En effet, le secteur de la rénovation énergétique fait l’objet d’un nombre important de plaintes (1 770, entre août 2018 et août 2019) pour non-respect des règles relatives à la protection du consommateur, démarchage à domicile ou téléphonique, pratique commerciale trompeuse, malfaçon, et mauvaise exécution du service. L’un des cas concrets de pratiques frauduleuses relevées dans le secteur de la rénovation énergétique consiste en la surévaluation de la performance des travaux proposés et donc les gains économiques potentiels pour les consommateurs. Dans le même temps, les aides ou dispositifs fiscaux dont les consommateurs peuvent bénéficier sont surévalués. Ainsi, l’équilibre économique des travaux est présenté de manière biaisé.

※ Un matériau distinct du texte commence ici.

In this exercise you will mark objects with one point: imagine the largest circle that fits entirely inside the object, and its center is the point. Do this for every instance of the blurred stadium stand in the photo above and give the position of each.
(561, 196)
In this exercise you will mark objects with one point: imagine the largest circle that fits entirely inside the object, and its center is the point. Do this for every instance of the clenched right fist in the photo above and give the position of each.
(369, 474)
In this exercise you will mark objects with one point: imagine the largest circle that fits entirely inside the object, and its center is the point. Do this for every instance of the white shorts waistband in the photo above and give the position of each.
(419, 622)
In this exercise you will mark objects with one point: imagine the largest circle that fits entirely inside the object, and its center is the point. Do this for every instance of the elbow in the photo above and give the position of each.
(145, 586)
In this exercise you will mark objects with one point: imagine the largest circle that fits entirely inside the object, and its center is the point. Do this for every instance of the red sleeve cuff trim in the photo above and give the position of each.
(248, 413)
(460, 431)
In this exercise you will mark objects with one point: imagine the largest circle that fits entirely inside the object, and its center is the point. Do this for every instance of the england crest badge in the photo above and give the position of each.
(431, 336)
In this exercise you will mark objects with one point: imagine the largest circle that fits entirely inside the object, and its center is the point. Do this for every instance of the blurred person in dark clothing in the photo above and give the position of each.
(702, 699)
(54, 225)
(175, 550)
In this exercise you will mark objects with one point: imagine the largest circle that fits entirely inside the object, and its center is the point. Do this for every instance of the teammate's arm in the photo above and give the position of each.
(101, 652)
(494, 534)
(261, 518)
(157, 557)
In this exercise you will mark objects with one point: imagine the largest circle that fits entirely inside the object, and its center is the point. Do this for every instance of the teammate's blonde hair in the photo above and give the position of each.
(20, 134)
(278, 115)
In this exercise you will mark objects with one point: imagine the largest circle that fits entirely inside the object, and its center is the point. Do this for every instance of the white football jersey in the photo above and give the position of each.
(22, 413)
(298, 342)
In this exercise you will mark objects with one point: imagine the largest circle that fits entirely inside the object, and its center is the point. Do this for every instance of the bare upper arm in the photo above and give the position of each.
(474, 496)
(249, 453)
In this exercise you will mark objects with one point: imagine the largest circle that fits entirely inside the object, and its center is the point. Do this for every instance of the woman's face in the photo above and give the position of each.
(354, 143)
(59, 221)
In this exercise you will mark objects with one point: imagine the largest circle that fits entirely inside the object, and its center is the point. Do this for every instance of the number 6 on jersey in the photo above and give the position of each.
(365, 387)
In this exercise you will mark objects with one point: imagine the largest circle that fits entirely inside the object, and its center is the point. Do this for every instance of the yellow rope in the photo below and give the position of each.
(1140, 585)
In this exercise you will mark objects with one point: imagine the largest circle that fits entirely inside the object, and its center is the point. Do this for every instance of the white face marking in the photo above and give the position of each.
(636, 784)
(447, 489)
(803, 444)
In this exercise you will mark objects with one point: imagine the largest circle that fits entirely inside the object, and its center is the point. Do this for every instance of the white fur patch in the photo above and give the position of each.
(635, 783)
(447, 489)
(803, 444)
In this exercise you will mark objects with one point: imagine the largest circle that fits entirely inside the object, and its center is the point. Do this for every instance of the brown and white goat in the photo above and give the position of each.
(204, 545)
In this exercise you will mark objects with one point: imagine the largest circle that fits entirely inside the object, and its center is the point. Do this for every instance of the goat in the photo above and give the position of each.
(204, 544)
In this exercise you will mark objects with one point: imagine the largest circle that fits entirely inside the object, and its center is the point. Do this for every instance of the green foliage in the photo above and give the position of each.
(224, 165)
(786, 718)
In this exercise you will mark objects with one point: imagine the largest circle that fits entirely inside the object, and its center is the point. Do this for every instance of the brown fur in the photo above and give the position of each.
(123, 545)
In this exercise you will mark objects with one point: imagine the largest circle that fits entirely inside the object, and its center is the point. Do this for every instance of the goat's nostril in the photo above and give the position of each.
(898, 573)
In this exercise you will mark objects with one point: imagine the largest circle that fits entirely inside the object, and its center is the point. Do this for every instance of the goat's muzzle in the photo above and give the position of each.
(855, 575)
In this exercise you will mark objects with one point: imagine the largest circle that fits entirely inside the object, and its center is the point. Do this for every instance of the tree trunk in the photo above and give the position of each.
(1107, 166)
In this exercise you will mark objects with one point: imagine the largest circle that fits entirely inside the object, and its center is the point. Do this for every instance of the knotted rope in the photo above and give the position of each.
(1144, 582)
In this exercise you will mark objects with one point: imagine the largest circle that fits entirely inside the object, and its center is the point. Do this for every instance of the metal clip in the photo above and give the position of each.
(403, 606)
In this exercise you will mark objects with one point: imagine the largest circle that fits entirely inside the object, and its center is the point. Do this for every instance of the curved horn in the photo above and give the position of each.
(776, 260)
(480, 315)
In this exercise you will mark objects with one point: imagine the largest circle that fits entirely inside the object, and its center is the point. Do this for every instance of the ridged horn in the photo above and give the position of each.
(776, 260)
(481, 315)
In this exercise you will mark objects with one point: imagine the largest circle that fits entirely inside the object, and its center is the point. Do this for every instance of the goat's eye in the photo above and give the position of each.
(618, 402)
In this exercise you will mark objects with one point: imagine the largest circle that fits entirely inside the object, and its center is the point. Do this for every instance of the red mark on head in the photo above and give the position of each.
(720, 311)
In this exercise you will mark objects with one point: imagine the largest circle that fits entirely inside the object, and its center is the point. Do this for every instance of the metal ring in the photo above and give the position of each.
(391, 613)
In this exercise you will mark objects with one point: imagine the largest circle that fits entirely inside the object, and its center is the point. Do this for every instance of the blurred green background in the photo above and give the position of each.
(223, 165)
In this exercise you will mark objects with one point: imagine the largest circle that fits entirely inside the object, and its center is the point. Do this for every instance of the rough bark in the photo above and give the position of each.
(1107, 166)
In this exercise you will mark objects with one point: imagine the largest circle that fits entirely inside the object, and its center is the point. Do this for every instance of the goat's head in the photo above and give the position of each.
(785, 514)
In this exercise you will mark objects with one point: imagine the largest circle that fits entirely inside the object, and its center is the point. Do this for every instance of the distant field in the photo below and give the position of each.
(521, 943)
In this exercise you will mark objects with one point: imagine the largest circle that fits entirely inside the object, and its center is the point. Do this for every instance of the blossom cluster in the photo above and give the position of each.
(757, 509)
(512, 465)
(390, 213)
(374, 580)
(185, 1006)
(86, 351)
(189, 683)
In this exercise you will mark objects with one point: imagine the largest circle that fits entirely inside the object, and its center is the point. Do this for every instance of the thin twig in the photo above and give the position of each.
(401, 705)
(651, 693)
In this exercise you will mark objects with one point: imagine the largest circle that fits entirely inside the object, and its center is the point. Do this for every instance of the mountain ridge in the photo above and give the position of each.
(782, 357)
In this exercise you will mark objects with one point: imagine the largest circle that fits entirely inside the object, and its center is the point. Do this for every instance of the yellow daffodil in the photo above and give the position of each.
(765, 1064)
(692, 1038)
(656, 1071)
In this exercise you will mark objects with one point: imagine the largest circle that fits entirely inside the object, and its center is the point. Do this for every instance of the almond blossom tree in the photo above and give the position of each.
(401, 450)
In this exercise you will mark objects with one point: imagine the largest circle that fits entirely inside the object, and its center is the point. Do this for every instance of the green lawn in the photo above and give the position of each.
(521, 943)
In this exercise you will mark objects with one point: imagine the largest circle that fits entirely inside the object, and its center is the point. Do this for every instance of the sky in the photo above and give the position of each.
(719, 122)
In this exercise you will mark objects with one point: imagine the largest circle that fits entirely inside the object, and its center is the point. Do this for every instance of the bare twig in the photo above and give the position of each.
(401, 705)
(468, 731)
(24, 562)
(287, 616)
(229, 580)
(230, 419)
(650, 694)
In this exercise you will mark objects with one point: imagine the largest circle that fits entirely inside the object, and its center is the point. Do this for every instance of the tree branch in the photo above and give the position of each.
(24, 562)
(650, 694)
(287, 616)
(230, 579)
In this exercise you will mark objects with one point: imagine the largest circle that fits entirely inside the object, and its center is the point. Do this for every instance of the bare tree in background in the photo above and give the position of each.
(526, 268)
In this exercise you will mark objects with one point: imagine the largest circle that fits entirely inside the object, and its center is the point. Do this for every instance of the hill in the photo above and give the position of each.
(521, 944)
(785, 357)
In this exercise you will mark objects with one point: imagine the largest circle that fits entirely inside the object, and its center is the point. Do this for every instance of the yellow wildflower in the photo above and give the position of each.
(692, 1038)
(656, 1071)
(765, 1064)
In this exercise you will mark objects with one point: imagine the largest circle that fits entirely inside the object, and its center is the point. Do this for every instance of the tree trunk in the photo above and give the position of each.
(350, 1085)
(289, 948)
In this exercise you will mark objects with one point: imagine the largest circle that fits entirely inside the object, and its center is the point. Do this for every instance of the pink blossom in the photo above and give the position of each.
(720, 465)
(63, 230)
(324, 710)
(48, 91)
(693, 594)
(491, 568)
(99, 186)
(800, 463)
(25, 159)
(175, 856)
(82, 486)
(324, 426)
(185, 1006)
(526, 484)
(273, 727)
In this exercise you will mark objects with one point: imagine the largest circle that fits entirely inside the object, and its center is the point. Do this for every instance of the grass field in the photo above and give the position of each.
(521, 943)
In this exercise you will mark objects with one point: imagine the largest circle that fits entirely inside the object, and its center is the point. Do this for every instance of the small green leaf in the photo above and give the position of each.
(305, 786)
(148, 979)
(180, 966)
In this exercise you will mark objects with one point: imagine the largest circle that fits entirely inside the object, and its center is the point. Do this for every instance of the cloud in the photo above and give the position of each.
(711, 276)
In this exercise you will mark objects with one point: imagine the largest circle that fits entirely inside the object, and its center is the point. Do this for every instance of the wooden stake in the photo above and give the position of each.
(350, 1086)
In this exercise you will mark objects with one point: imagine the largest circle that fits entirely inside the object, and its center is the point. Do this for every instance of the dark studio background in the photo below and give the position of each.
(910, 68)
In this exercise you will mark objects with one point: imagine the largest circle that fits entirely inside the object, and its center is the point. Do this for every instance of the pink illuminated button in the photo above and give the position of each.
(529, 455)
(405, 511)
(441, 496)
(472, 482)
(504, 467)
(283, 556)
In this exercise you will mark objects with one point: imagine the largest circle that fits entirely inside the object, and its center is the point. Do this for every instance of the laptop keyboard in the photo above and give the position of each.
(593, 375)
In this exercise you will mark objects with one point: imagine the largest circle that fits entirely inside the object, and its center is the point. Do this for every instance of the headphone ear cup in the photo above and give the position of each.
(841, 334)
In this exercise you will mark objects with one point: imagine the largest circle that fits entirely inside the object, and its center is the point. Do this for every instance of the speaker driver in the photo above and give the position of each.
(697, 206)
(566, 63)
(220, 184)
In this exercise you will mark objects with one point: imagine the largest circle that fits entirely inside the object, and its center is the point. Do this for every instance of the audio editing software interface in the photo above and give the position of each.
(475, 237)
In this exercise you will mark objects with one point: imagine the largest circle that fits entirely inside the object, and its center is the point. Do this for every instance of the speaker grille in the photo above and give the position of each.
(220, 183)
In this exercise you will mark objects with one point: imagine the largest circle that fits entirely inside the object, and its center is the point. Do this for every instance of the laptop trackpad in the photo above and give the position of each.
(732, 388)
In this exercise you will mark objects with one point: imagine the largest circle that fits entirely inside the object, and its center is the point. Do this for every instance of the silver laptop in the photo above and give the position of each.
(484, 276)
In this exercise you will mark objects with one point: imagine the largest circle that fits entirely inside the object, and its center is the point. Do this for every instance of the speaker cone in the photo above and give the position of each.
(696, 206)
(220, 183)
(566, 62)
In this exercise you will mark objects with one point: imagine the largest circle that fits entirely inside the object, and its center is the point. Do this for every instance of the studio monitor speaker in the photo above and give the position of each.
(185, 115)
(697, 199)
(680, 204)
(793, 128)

Ainsi, le taux d’infractions commises par les professionnels relevé par la DGCCRF s’élève à 56 % des entreprises contrôlées en 2018 contre 54 % en 2017. Ces anomalies ont donné lieu à la rédaction de 234 avertissements (mesures pédagogiques rappelant les dispositions en vigueur), 163 injonctions administratives, 180 procès-verbaux pénaux et 74 procès-verbaux administratifs, avec possibilité de suites judiciaires pouvant entraîner des condamnations à des peines d’emprisonnement.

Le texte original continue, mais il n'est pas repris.